I met Oleg in April 2014 in Donetsk, east Ukraine, just before the war started. I worried. I couldn’t imagine how such a fabulously, flamboyantly queer person could survive if the militants manning home-made checkpoints, beating and locking people in basements and handing out ‘Donetsk People’s Republic’ leaflets that read ‘We oppose the seizure of power by oligarchs, extremists, paedophiles and homosexuals!’ had their way in Donetsk (they did).
Oleg moved to Kyiv, where I bump into him pretty often. Sometimes his hair’s black, sometimes blond, sometimes green or purple. He’s always smiley and gorgeous and ambiguous. On Wednesday he got beaten up on his way home from a film screening before this weekend’s Kyiv Pride equality march.

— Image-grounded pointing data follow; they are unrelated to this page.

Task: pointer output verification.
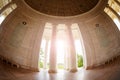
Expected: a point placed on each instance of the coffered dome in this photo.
(62, 7)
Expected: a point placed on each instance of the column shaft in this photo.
(72, 52)
(52, 68)
(117, 2)
(46, 51)
(114, 12)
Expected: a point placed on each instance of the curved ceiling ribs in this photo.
(62, 7)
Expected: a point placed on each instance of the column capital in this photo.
(116, 1)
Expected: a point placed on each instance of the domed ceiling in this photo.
(62, 7)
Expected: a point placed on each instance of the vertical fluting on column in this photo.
(113, 11)
(46, 53)
(71, 50)
(117, 2)
(53, 60)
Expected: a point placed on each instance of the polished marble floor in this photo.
(107, 72)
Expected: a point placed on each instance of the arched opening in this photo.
(63, 50)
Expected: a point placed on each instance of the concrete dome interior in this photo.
(62, 7)
(25, 24)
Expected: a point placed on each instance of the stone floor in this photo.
(107, 72)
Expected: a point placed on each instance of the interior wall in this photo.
(22, 31)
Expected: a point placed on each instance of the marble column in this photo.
(117, 2)
(72, 52)
(113, 11)
(53, 55)
(46, 51)
(66, 58)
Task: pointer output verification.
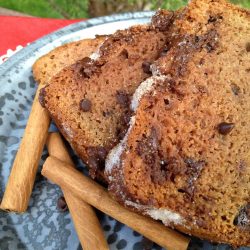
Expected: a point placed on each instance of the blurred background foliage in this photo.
(90, 8)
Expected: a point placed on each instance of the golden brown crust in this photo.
(50, 64)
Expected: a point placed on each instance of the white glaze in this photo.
(144, 87)
(166, 216)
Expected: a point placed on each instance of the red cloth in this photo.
(16, 31)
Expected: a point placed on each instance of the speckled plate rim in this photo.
(37, 44)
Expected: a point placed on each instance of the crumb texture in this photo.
(90, 100)
(188, 150)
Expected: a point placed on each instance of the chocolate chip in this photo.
(224, 128)
(85, 105)
(122, 98)
(242, 220)
(62, 205)
(41, 97)
(146, 67)
(161, 21)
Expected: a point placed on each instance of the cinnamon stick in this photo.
(89, 191)
(23, 172)
(86, 223)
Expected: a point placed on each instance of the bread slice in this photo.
(50, 64)
(89, 101)
(186, 157)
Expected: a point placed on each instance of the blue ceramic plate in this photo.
(43, 226)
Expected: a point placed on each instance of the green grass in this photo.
(78, 8)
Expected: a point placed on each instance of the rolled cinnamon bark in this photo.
(23, 172)
(89, 191)
(86, 223)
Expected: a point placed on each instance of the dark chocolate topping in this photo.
(161, 21)
(225, 128)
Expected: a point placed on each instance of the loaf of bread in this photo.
(50, 64)
(185, 159)
(89, 101)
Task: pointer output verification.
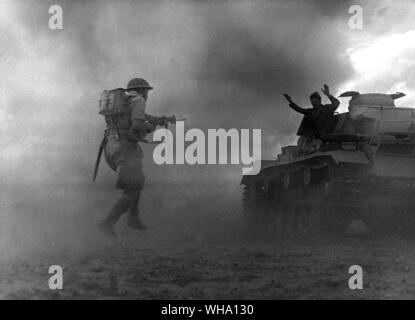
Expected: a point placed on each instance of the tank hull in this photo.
(320, 194)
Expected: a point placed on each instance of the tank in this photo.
(364, 170)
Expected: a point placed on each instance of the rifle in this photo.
(162, 121)
(101, 148)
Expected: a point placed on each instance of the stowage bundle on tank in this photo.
(360, 167)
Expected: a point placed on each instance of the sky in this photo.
(223, 64)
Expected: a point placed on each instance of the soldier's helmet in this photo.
(138, 83)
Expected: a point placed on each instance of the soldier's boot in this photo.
(119, 208)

The far-right groups who publicly encourage and lead such attacks also say they oppose the seizure of power by oligarchs, extremists, paedophiles and homosexuals. They claim to be fighting in east Ukraine against the Russian-backed ‘Donetsk People’s Republic’ (‘We oppose the seizure of power by oligarchs, extremists, paedophiles and homosexuals!’) and even complain that their one-sided violent fight against LGBTQ in the rest of Ukraine is forcibly taking them away from this battle.
For example, the far-right National Corps is an organisation of self-appointed guardians of national security and morality – a bit like those self-appointed militants on checkpoints in Donetsk beating up people and giving out leaflets, really. A statement last year from National Corps about Kyiv Pride reads: ‘National Corps won’t permit disdain of the traditions of Ukrainian society and the Ukrainian family, or violation of their moral principles, just as our members didn’t allow Putin to impose his will upon Ukraine and enslave us.’

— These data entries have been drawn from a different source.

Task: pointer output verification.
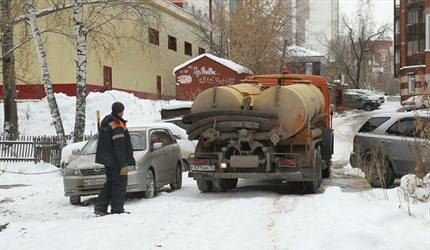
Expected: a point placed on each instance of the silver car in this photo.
(392, 145)
(158, 163)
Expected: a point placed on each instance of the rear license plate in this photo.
(203, 167)
(94, 182)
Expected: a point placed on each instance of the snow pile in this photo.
(227, 63)
(411, 186)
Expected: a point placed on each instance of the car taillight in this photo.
(199, 161)
(286, 161)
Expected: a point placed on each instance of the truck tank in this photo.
(296, 105)
(226, 97)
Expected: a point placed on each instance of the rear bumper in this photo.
(353, 159)
(306, 174)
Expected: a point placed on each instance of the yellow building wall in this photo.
(135, 66)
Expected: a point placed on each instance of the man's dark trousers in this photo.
(113, 191)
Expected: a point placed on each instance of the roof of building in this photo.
(297, 51)
(229, 64)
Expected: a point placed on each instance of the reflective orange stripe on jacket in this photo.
(115, 124)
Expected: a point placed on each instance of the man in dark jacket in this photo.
(114, 151)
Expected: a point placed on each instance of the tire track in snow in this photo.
(282, 204)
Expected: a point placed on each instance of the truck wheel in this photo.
(368, 107)
(178, 178)
(326, 172)
(204, 186)
(75, 199)
(219, 185)
(150, 184)
(231, 183)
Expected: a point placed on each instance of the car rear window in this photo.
(372, 124)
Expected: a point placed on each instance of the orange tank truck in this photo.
(275, 126)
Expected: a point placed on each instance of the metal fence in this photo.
(31, 148)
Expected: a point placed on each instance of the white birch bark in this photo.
(53, 107)
(81, 68)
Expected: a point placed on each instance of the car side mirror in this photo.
(75, 151)
(157, 145)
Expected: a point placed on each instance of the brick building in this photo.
(412, 46)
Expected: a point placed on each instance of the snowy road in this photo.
(344, 214)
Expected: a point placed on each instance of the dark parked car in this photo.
(353, 100)
(158, 163)
(393, 144)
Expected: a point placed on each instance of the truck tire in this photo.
(75, 199)
(368, 107)
(231, 183)
(204, 186)
(219, 185)
(178, 178)
(326, 172)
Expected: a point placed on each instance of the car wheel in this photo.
(150, 184)
(75, 199)
(178, 179)
(204, 186)
(368, 107)
(379, 174)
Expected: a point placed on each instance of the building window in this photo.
(411, 83)
(412, 47)
(158, 87)
(201, 51)
(188, 49)
(412, 17)
(172, 43)
(428, 80)
(154, 36)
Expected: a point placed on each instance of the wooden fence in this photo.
(31, 148)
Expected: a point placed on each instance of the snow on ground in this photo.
(253, 216)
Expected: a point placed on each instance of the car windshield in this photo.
(138, 142)
(372, 124)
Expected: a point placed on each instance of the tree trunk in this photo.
(55, 113)
(8, 73)
(81, 67)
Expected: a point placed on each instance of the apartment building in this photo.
(412, 46)
(143, 68)
(313, 19)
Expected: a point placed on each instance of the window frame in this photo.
(172, 43)
(188, 48)
(411, 83)
(154, 36)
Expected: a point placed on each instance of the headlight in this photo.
(71, 171)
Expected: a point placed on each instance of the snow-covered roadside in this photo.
(249, 217)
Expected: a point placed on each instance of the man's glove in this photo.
(124, 170)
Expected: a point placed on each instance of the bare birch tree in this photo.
(352, 49)
(251, 35)
(8, 72)
(81, 70)
(55, 112)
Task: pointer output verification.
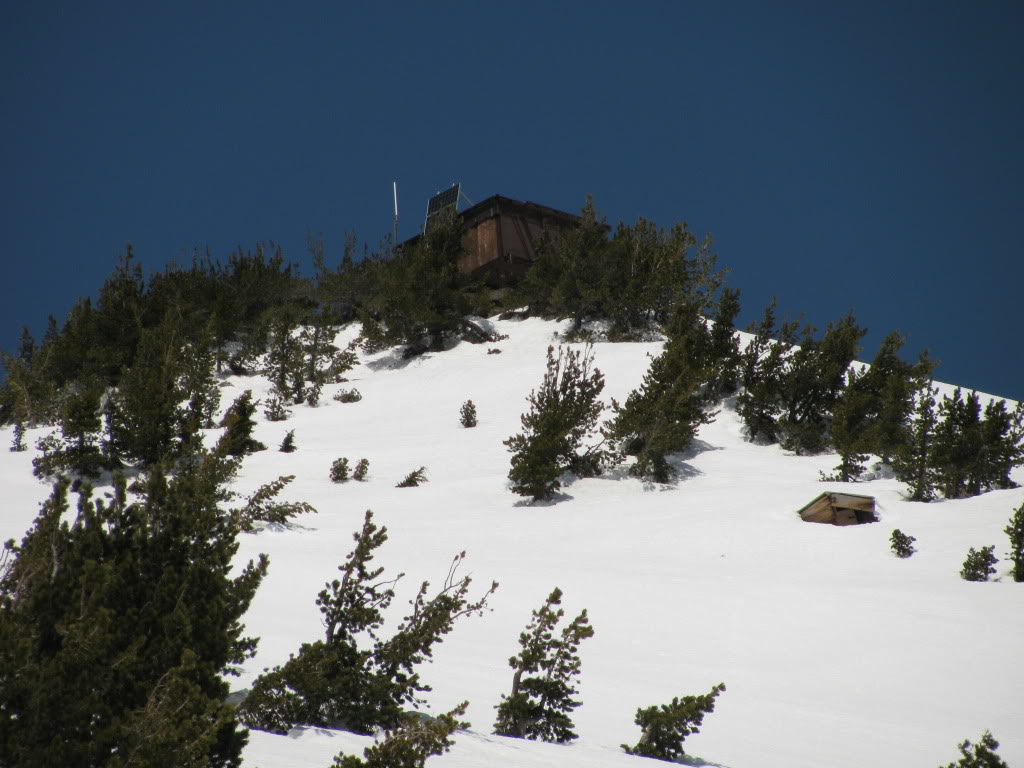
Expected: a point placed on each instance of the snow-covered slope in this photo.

I am still wondering why all the National Corps members, and the brave guys who attacked two women and gentle, gorgeous Oleg in Kyiv on Wednesday, have not joined the Ukrainian army to fight the Putin-backed war in the east, which is, after all, ongoing.
More than 13,000 people have died so far in the war in the east. Around 4000 Ukrainians a year die in car accidents, 3,700 of TB, 8000 in alcohol related incidents.
Nobody in Ukraine has died because Oleg exists and is queer. Nobody ever got physically harmed as a result of the fact that someone else in Ukraine, or in the world, is L, or B, or G, or T, or Q.
What about National Corps’ ‘traditions of Ukrainian society and the Ukrainian family’? According to the Ministry for Social Policy, 10 percent of Ukrainian (heterosexual; same-sex is illegal) marriages end in divorce in their first year. In 2001, long before ‘gay propaganda’ was a thing in Ukraine, 17 percent of families were single-parent. In 2017, 70,000 children were orphans or removed from their parents’ guardianship (state statistics). A 2014 study found that 16 percent of women have experienced domestic violence.
Here’s a small story about prejudice. A friend just posted it on Facebook.
Sveta lives right on the breadline. She’s a single mother with two daughters; she lost her soldier son in the east Ukraine war (practically every mother I’ve met of sons missing or killed in the east Ukraine war is a single mother). Sveta went to pay her overdue utility bills, after being threatened with having her gas and electricity cut off. When she got to the cash desk she realised that somehow she’d left her rucksack open. The envelope with a large amount of money she really can’t afford to spend on bills, was gone.
When she got home to her flat she found the envelope and bills – which had her address on – stuck in the doorframe. All the money, every last note, was inside.
I went outside the building entrance and I’m sitting on the bench, feeling a bit dizzy. And then my neighbour Aunty Nina jumps out at me from the bushes. Why, she says, don’t you close the entrance to the building!!! I just had to kick out a couple of thieves standing outside your flat! Two teenagers, she says, can’t even tell what sex they were, one with green hair, one with purple …. Drug addicts, probably, screeches Aunty Nina.